Crowdsourcing is the process by which a group of individuals volunteer information on a particular topic through a unified source, and this information is then aggregated and distributed to users on the same network. The logistics of this sort of information sharing are relatively strightforward, and crowdsouring has taken many popular forms. For instance, Wikipedia is a prime example of a unified source through which anonymous user volunteer to create, improve, and edit various information pages that are readily available to internet users everywhere. In fact, most cell phone users unknowingly communicate real-time traffic information to mapping services through the GPS tracking devices in there phones. Justice Alito even addressed this version of crowdsourcing in his 2012 opinion in United States v. Jones.
The Economist recently singled out crowdsourcing as the future of technical support, noting that companies are beginning to establish online communities to host peer-to-peer troubleshooting and IT support discussions. Not only does this help companies cut costs, but it also leads to increased customer satisfaction. While economists have been wresting with this shifting industry trend, the legal implications of the crowdsourcing business model remain to be seen.

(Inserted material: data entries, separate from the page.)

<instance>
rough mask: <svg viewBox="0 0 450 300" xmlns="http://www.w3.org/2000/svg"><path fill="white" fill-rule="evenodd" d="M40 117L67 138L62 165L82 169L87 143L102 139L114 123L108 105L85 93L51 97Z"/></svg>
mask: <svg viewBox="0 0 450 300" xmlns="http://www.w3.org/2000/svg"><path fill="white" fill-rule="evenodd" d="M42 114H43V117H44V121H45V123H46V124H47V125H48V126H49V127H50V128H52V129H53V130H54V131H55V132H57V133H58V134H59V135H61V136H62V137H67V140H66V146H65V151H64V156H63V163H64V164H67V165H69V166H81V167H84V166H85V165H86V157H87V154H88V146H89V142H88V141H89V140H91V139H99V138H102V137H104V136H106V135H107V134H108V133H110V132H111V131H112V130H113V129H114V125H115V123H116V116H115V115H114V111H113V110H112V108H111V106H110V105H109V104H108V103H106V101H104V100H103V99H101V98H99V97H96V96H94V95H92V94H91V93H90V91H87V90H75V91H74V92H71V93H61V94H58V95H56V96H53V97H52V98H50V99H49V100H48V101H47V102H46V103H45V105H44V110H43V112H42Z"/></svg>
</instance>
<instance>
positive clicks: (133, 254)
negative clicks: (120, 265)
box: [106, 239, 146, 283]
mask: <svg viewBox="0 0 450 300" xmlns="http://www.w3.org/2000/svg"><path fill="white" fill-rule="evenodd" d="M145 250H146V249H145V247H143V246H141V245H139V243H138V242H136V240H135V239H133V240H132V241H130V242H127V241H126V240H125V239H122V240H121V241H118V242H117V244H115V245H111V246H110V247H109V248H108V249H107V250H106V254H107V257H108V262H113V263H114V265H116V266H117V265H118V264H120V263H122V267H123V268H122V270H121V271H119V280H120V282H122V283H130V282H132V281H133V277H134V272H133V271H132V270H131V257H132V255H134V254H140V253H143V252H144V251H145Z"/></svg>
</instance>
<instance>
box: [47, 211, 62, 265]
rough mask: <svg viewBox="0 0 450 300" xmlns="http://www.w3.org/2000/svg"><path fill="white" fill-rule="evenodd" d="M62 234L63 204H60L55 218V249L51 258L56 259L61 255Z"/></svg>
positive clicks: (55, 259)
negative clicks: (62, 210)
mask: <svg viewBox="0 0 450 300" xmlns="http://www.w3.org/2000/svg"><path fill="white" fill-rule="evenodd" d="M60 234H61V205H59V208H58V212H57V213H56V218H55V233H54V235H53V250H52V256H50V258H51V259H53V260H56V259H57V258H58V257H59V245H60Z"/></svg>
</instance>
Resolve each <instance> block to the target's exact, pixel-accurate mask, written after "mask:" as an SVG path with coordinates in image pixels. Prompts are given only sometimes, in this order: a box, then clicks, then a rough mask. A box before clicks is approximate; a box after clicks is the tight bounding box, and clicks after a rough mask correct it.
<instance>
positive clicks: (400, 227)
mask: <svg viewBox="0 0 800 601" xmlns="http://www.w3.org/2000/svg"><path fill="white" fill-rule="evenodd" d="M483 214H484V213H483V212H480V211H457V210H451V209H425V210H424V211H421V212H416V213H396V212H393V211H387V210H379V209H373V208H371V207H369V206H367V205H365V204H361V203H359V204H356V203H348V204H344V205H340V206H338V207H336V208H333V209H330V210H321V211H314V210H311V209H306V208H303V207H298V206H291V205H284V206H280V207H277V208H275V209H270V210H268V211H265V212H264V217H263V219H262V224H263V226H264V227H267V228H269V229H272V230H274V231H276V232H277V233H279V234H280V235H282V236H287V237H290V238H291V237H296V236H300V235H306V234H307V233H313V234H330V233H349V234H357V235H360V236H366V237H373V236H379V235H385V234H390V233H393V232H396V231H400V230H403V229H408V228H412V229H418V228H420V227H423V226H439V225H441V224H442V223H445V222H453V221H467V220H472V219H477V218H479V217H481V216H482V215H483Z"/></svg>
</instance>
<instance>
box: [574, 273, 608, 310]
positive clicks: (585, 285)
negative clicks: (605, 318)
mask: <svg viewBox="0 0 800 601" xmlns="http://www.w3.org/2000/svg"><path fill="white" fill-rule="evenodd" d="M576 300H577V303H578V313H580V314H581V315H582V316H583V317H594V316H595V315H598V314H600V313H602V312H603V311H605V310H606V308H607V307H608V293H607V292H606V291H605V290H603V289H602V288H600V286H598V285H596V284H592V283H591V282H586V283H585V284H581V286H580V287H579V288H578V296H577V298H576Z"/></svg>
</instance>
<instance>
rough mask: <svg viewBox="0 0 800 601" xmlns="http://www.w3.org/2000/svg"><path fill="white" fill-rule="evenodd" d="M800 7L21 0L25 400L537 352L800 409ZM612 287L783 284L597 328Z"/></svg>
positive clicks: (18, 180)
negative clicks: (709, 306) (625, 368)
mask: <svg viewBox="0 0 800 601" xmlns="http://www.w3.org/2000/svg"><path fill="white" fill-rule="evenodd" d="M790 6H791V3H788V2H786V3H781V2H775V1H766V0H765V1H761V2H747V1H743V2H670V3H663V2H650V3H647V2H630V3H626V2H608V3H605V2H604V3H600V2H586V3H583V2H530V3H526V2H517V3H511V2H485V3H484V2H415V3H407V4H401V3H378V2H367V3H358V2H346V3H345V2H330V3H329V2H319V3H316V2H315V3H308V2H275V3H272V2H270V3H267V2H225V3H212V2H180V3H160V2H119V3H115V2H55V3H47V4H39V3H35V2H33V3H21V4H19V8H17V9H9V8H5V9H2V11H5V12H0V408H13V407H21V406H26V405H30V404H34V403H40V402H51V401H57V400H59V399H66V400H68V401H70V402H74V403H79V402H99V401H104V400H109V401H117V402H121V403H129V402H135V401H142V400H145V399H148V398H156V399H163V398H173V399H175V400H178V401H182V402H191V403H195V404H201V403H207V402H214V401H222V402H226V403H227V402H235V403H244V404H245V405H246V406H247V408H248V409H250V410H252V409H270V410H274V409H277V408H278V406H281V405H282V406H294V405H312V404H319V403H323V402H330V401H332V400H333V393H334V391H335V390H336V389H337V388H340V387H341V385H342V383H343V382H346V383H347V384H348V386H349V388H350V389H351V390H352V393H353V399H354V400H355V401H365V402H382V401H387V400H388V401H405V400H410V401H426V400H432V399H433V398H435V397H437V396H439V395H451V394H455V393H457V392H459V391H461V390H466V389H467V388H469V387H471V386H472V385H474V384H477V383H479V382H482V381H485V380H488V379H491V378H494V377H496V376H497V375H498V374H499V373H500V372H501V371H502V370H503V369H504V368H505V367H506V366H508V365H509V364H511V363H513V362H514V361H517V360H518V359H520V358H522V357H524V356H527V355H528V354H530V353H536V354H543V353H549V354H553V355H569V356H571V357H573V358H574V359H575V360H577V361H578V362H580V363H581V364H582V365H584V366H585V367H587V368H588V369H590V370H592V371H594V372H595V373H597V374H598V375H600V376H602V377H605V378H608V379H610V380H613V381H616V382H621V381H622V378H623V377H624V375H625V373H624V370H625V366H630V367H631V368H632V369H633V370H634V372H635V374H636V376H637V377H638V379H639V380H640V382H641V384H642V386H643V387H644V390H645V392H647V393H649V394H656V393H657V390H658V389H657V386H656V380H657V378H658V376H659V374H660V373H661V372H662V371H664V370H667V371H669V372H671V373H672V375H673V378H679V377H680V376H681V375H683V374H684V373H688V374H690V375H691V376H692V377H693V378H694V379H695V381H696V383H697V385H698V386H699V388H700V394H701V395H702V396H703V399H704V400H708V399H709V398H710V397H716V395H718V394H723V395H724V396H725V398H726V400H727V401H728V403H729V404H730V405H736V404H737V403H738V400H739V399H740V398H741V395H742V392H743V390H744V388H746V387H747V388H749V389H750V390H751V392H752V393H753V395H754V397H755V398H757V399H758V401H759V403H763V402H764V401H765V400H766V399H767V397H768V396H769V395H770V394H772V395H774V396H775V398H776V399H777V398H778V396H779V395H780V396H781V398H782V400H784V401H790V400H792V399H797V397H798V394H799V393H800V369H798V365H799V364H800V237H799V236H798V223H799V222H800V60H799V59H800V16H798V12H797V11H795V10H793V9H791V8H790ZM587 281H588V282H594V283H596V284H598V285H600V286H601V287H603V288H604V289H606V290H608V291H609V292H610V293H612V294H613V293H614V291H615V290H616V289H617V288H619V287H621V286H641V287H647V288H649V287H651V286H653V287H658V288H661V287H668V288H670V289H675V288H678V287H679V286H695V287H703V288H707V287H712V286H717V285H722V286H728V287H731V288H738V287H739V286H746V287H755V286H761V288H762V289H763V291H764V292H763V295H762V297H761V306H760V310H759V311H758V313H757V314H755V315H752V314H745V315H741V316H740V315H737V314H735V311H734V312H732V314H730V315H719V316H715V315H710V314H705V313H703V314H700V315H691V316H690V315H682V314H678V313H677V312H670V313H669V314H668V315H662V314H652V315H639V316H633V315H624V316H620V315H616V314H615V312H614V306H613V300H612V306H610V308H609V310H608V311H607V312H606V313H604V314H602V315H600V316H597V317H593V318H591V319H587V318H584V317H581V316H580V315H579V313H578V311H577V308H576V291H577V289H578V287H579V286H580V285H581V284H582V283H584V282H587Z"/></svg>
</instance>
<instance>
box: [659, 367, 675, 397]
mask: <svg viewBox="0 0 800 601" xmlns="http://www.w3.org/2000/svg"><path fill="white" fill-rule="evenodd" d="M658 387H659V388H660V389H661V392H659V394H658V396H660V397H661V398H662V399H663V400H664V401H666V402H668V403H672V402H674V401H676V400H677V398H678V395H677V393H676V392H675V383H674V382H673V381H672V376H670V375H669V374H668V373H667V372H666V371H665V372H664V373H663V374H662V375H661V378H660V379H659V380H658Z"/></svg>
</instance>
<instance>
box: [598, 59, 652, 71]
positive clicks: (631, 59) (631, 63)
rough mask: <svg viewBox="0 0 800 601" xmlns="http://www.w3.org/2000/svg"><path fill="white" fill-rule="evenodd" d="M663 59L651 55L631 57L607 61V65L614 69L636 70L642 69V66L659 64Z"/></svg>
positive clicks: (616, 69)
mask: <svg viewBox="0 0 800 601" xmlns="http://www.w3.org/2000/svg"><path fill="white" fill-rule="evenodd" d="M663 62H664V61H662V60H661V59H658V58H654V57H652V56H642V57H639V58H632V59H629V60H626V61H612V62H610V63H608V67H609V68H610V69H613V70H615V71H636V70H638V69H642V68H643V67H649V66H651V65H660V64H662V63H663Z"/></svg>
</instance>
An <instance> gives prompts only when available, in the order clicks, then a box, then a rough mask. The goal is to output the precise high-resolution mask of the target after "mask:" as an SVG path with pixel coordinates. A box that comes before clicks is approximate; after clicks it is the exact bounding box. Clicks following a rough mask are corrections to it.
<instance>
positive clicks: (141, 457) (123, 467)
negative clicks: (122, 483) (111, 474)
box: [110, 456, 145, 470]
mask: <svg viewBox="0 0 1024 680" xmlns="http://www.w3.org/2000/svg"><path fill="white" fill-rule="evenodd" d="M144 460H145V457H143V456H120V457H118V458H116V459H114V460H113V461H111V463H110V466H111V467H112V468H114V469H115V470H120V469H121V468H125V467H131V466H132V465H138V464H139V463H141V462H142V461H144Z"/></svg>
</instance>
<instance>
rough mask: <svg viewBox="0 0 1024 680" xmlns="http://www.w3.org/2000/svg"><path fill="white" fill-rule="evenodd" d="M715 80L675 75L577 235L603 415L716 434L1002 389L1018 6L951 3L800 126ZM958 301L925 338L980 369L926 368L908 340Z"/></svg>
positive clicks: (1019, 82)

At first blush, it is obvious that the dynamics of crowdsourcing do not lend themselves to traditional employment law paradigms. First, it is not the case that volunteers are employees or independent contractors of the company that is profiting from their contributions. Money is not exchanged, there are no employment contracts, and volunteers may often be anonymous. Second, it is not clear the extent to which the law would, or should, consider these volunteers to be agents of the profiting company. For instance, if a consumer enters a tech support chat room to discuss an issue with his computer, to what extent does that consumer expect the advice to be credible and to what extent does that consumer expect the company to stand behind the volunteers’ advice? It seems both expected and appropriate that companies’ liabilities to consumers should increase if the company facilitates the chat room or directs consumers to it in some way. The issue of a company’s vicarious liability is particuarly poigniant since volunteers are just that–they are not screened and they do not have to demonstarte expertise to participate in the crowdsourcing market. It may not make sense for companies to monitor volunteers’ contribution because this increased monitoring cost will eat away at the cost-saving benefits of crowdsourcing. But, in the event that consumers follow bad advice from volunteers, the company may be on the hook for damages.
The solution to understanding the liability associated with crowdsourcing likely lies at the intersection of employment and agency law, and companies may not want to trade short-term cost savings for longer-term liabilities.